LCS2-IIITD / SANDS

6 stars 3 forks source link

about 'Semi-supervised Stance Detection of Tweets Via Distant Network Supervision' #1

Open gzz0312 opened 2 years ago

gzz0312 commented 2 years ago

Hello, I am very interested in your article titled "Semi-supervised Stance Detection of Tweets Via Distant Network Supervision" published on wsdm-2022, I read your code, and I don't understand something, I hope you can help me Solved, in lines 119, 120, and 121 of your run_model.py file, mask is a matrix with all zeros, and loss_a and loss_b are also all zeros. In this case, these two losses will be useless. I look forward to your reply.

Subha0009 commented 2 years ago

Hi. Thanks a lot for showing interest in our work. There are four loss components: loss_a, loss_b (these are the semi-supervision loss) and loss_c, loss_d (these are the supervised loss). The matrix 'mask' contains the adjacent indices according to the followership.
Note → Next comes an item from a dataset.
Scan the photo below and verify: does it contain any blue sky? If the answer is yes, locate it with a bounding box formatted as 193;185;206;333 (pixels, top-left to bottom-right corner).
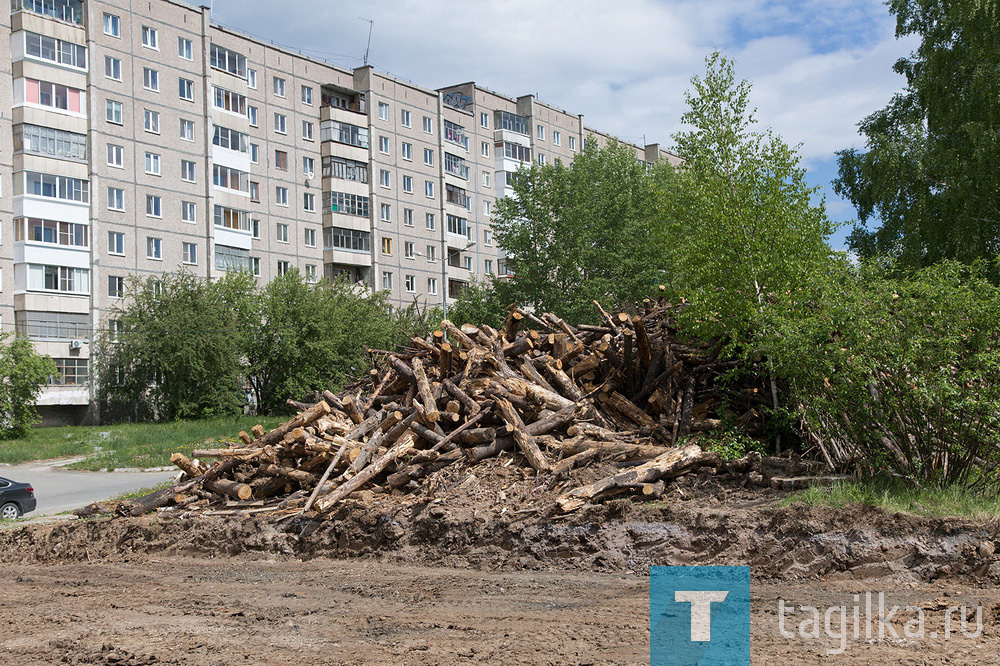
208;0;920;250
This is highly sparse, but not all zero. 'mask' is simply computed from the edge weight matrix EW (which is being loaded at line 41-42 from disk) selecting the necessary slices and converting them to float32 tensors. Hope this explains the issue. Please do let me know if you need any more clarification :)

gzz0312 commented 2 years ago

image Hello, thanks for the reply, the elements of EW_batch in this line of code are zero and one. When executing tf.greater_equal(tf.reduce_max(EW_batch, axis=-1), model_params['min_degree']), The value of model_params['min_degree'] is 15 or 20, and the value of mask can only be all zeros. According to the idea of ​​your article titled "Semi-supervised Stance Detection of Tweets Via Distant Network Supervision" published on wsdm-2022, should the above code be changed to tf.greater_equal(tf.reduce_sum(EW_batch, axis=-1), model_params[' min_degree']), max is changed to sum, but the effect of this change is very poor.I would be very grateful if you can clarify my confusion. The picture below is the mask value I print when I run the code you provided. image

Subha0009 commented 2 years ago

Hi. Thanks again for pointing this out. I'm going through the main codebase to check the issue. Meanwhile, could you please elaborate on the poor effect of the said change?

gzz0312 commented 2 years ago

Hi, thanks for the reply, when I run the USA dataset with splitsize of 500, the F1-score is only 0.37, which is much lower than the 0.49 in your article.

gzz0312 commented 1 year ago

image hi,I'm very interested in your work, but I don't understand the representation of tweet data. May I ask how the encoded_tweet_list in your code is initialized. This question can also be expressed as, what does the vector of a Twitter mean?

Subha0009 commented 1 year ago

Hi. This encoded_tweet_list is simply a tensor representation of tweets, containing sequences of one-hot vectors representing words in the tweet. So if we have a vocab size of $V$, a single tweet will be represented as $$\tau_i = [v_j|j\in [0, \text{maxlen}), v_j\in [0, V)]$$ Then encoded_tweet_list is a sequence $[\tau_i|i\in [0, \text{batch size})]$

gzz0312 commented 1 year ago

Hi, according to your statement, a word of Twitter is represented by one-hot vector, then a tweet is a matrix, but the data in your code, a tweet is a vector.

Subha0009 commented 1 year ago

A tweet is a vector here since each token is represented as an integer index (position in vocab) and not sparse one-hot vectors.